A.E: How much was your initial capital? 

Maingi: Ksh. 50,000 

A.E: Do you travel to purchase the goods yourself?

Maingi: Not always. Sometimes I send someone, or purchase them online and have them shipped to Kenya.  

A.E: How much is your stock currently? 

Maingi: Over Ksh. 750,000. Generally, men’s clothes have a bigger capital compared to women; this also affects the price of the clothes too. For example, while a man’s suit would go for approximately Ksh. 12,000 that of a woman would go for approximately Ksh. 5,500. This also applies in shoes, T-shits among others.

A.E: Why? 

Maingi: I think it is because they are more long lasting. For example, a man can do with one pair of shoes for up to six months or more, but for a woman, by the end of first month, she will be looking for a cobbler.

A.E: What have been your greatest challenges? 

Maingi: Capital, especially during my initial years. At times people would order and I would take long to deliver as I had to source for funds. Also, I had no business skills when I began. Competition is stiff. Today, there are many stalls in town selling clothes and shoes. Sales are usually down in January and February after the festive season of chrismas. One has to use profits from the previous months to meet the expenses. 

A.E: What services do you offer to manage the stiff competition? 

Maingi: I offer office and home deliveries. The customers that I have worked with for more than two years can purchase good on credit. I give them a grace period of utmost two months.

A.E: How do you manage the three shops and the deliveries? 

Maingi: I have employed a sales person in each shop, one person whom I visit the clients with, and another person who oversees the three shops.

A.E: What’s your take on the Youth Enterprise Development Fund that was launched by the Kibaki government? 

Maingi: It is a good stepping stone for the youth.

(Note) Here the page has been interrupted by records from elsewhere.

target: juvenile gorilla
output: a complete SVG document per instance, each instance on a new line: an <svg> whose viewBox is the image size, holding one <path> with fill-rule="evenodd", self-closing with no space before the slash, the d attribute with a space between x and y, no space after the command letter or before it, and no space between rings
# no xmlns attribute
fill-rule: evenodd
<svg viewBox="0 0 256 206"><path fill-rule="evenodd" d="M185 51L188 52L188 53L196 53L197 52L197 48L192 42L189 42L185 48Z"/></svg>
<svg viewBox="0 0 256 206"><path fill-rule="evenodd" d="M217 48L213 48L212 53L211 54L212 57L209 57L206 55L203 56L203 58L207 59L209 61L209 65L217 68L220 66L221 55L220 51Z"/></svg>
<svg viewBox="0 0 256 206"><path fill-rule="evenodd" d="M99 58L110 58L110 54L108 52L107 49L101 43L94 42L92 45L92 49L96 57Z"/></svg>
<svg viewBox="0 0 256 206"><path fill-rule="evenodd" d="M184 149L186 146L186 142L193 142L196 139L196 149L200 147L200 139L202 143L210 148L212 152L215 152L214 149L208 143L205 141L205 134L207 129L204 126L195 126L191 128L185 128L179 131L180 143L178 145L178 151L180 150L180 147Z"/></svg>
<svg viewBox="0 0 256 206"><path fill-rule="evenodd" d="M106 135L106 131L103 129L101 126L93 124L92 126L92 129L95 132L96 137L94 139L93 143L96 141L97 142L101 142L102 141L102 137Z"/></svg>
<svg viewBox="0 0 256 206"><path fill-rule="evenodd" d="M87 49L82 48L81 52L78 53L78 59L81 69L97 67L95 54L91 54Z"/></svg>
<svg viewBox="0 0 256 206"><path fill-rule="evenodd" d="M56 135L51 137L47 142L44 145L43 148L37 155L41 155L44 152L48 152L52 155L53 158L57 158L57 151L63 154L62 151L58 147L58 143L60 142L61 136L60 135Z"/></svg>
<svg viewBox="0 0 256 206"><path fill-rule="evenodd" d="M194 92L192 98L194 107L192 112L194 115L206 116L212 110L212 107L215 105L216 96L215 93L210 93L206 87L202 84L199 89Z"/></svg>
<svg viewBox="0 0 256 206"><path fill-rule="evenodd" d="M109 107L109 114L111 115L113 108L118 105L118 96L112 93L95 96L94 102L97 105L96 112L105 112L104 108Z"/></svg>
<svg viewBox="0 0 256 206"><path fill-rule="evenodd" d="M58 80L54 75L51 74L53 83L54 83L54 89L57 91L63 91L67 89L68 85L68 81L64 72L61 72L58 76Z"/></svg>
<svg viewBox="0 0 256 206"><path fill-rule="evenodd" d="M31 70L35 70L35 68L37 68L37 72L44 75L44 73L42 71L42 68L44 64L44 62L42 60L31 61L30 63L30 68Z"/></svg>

People should not complain that Ksh. 30, 000 is little. One does not need a huge capital to start off. If they identify what the customer needs and offer that, the first year may be challenging but with good services, word will go round widening the client base.

A.E: What’s your advice to the youth? 

Maingi: They should change their perception that they can only succeed when they get white collar jobs and be ready to take the risks of starting their own businesses.